“I’m not shooting anyone over potato salad,” I said. “Maybe over cake.”
Ida Belle nodded. “Anyway, Miss Molly is one of Sinful’s more colorful residents.”
“How come I’ve never heard of her?” I asked. “I thought I’d cornered the market on anyone who could provide great food. Why have you been holding out?”
“She just got out of jail a couple weeks ago,” Ida Belle said.
I raised one eyebrow. “Jail?”
“Oh yeah,” Gertie said. “There was this situation with twice-baked potatoes at a wake.”
She stopped talking, as if that was all she needed to say. “Seriously? You’re going to hold out on me after that statement?” I asked.
“Oh, sorry,” Gertie said. “Sometimes it feels like you’ve been here forever, so I forget that you don’t know about Miss Molly or her dark side.”
“A caterer with a dark side,” I said. “Only in Sinful. What did she do? Poison someone with the potatoes?”
“God no!” Ida Belle said. “Miss Molly would never compromise her food. If she had that big a problem with you, she’d just break your neck like she did her husband’s. That’s how she learned to cook—in prison.”
Gertie nodded. “Miss Molly always loved food but when she got to prison, she found out everything was cheap and tasteless. She begged for kitchen duty until they gave in, and she managed to work wonders with very little. Even the guards started eating there.”
“The warden was so impressed, he gave her run of the kitchen and an improved budget,” Ida Belle said. “So inmates got some of the best food they’d ever had in their lives. When she got paroled, she worked for a caterer in New Orleans for a while to learn the business end of things. Then she turned all that skill and knowledge into a business and Miss Molly’s Catering was born.”
“What did she do before catering?” I asked.
“Cage fighting,” Gertie said. “She was Molly the Mauler. Had an excellent record.”
“A cage fighter from Sinful?” Even for the town that invented crazy, that one sounded strange.
“She isn’t an original local,” Ida Belle said. “She’s from New Orleans, best anyone knows. That’s where she was living when she was a fighter, anyway. Had a great-uncle or a fifth cousin or something that used to live here so she knew of the area from when she was a kid. Thought a change of pace would be good when she got out and didn’t think she had the looks to compete with the caterers in NOLA.”
I stared. “Best anyone knows?

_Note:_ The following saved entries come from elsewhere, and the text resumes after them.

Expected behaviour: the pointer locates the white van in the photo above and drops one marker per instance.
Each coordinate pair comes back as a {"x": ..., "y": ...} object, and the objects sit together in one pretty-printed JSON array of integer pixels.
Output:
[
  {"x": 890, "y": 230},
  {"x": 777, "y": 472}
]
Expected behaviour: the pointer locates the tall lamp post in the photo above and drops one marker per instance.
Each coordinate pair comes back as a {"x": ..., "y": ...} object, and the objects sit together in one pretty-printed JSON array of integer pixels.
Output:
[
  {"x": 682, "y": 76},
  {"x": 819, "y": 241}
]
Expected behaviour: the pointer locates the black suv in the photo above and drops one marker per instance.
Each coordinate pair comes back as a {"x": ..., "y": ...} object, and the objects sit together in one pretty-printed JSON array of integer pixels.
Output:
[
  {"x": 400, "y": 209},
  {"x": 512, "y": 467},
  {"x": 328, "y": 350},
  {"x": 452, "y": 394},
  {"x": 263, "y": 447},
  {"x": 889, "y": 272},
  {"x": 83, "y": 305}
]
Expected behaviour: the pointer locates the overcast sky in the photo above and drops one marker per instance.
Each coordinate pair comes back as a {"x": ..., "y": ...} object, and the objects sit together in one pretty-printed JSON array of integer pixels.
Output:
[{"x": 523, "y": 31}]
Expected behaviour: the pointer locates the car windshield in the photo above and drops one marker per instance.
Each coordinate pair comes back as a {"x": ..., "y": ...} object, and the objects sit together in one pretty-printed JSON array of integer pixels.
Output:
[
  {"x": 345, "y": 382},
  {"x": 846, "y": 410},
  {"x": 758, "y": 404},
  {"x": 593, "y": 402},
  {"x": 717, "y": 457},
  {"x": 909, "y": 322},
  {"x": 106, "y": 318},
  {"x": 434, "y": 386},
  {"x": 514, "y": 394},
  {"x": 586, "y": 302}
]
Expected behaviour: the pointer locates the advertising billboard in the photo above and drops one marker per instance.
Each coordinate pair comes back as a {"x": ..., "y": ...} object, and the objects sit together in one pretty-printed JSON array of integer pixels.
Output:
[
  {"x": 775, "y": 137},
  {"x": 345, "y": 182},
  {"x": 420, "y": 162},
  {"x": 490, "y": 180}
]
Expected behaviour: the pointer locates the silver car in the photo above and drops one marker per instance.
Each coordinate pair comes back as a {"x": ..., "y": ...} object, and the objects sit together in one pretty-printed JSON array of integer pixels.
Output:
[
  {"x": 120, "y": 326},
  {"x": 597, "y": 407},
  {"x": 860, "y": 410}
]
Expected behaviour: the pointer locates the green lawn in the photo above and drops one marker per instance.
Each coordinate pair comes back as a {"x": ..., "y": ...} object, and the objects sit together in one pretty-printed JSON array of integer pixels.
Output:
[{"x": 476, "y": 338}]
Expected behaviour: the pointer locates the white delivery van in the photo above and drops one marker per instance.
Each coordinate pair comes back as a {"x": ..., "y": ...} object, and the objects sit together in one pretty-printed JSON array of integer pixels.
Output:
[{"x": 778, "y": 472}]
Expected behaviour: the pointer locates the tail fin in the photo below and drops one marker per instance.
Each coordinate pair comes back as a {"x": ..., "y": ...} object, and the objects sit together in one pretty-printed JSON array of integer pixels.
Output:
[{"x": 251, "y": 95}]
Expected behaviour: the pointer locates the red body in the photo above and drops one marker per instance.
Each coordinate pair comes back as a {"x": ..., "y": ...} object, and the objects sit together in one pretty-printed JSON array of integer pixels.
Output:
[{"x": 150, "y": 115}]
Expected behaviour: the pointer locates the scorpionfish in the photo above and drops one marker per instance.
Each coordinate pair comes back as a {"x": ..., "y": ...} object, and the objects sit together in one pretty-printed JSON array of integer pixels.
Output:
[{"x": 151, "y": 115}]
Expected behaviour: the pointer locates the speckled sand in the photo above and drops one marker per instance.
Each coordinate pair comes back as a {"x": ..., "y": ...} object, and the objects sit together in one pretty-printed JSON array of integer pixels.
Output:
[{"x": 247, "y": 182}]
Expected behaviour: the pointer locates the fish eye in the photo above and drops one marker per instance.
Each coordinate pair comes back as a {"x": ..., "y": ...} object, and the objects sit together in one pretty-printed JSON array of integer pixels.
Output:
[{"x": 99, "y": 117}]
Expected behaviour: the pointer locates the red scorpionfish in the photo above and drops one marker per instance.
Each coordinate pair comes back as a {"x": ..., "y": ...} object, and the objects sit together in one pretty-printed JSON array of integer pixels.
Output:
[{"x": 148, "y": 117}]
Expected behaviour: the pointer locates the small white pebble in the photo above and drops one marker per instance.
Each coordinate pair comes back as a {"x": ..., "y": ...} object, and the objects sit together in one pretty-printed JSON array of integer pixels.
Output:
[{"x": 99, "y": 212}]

How is it possible that the woman has lived here for more than a day and the local gossip contingent hasn’t hounded her for every detail of her life since she emerged from the birth canal?”

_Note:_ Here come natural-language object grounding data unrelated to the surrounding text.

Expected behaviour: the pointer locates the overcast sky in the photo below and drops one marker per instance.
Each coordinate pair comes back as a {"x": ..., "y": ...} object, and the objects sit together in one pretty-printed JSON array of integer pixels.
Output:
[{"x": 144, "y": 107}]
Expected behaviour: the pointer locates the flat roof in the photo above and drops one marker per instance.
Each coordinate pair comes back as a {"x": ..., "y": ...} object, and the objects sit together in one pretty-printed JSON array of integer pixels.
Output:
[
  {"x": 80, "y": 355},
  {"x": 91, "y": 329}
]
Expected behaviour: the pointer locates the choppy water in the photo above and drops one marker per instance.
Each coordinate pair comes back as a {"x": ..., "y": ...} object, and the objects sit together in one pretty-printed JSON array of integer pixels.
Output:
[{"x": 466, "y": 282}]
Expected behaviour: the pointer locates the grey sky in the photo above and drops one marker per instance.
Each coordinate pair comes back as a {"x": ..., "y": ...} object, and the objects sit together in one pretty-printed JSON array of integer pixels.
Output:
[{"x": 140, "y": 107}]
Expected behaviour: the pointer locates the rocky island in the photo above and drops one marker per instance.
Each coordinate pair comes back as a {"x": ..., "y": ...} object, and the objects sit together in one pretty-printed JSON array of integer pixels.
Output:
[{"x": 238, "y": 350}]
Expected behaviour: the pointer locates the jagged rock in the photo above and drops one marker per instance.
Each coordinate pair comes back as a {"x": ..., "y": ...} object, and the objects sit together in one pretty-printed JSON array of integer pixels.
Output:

“Easy,” Ida Belle said. “They’re scared of her, and she has a reputation for being rather a hothead.”
“Which is exactly what got her into trouble over the twice-baked potatoes,” Gertie said.
“Did someone sneak seconds without permission?” I asked.

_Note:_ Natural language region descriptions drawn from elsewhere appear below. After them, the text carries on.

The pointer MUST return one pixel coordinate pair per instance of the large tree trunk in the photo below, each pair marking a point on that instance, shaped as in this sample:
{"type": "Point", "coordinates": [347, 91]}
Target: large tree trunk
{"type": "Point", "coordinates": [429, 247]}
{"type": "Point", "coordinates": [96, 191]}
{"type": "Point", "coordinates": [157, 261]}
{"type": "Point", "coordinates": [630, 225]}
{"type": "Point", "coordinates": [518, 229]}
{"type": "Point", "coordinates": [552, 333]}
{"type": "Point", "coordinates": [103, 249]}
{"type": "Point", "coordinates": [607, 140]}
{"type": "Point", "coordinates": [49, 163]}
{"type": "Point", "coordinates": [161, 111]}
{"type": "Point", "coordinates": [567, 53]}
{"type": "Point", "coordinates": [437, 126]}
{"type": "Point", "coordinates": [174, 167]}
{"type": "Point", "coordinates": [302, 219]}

“Worse,” Gertie said. “They salted them without tasting.”
“Molly dived over that table like she was in the Olympics and tackled the offender like she was back in the cage,” Ida Belle said. “The over-salter was unconscious before she ever hit the floor.”
“Given Molly’s prior conviction,” Gertie said, “we were afraid she’d go away for longer than a year, but the judge took pity on her.”
“Over salt?” I asked. Clearly I didn’t have as good a handle on this whole Louisiana thing as I’d thought.
Ida Belle grinned. “The salt offender was Celia.”
“Oh no,” I said, and started laughing. “But wait, this was at a wake, you said. What about the family of the deceased? Weren’t they mad?”
Gertie shook her head. “They didn’t think the potatoes needed salt either.”
“Well, Miss Molly sounds like the perfect person to cater your shindig, then,” I said. “At least she won’t be traumatized by random gunshots, fights over the cake, or a certain alligator who shows up when he smells food.”
“Oh no!” Gertie said. “What am I going to do about Godzilla? Gator tail is one of Miss Molly’s most requested appetizers.”
“She’s not going to shoot him and fire up the grill with Carter standing right there,” Ida Belle said, but she didn’t look completely convinced.
“Don’t worry,” I told Gertie. “She won’t get a shot off before I do.”
Gertie looked relieved. “It’s really nice to have friends who can handle all these domestic issues.”
I shook my head. Only in Sinful were a begging alligator and a murdering cage fighter considered domestic issues.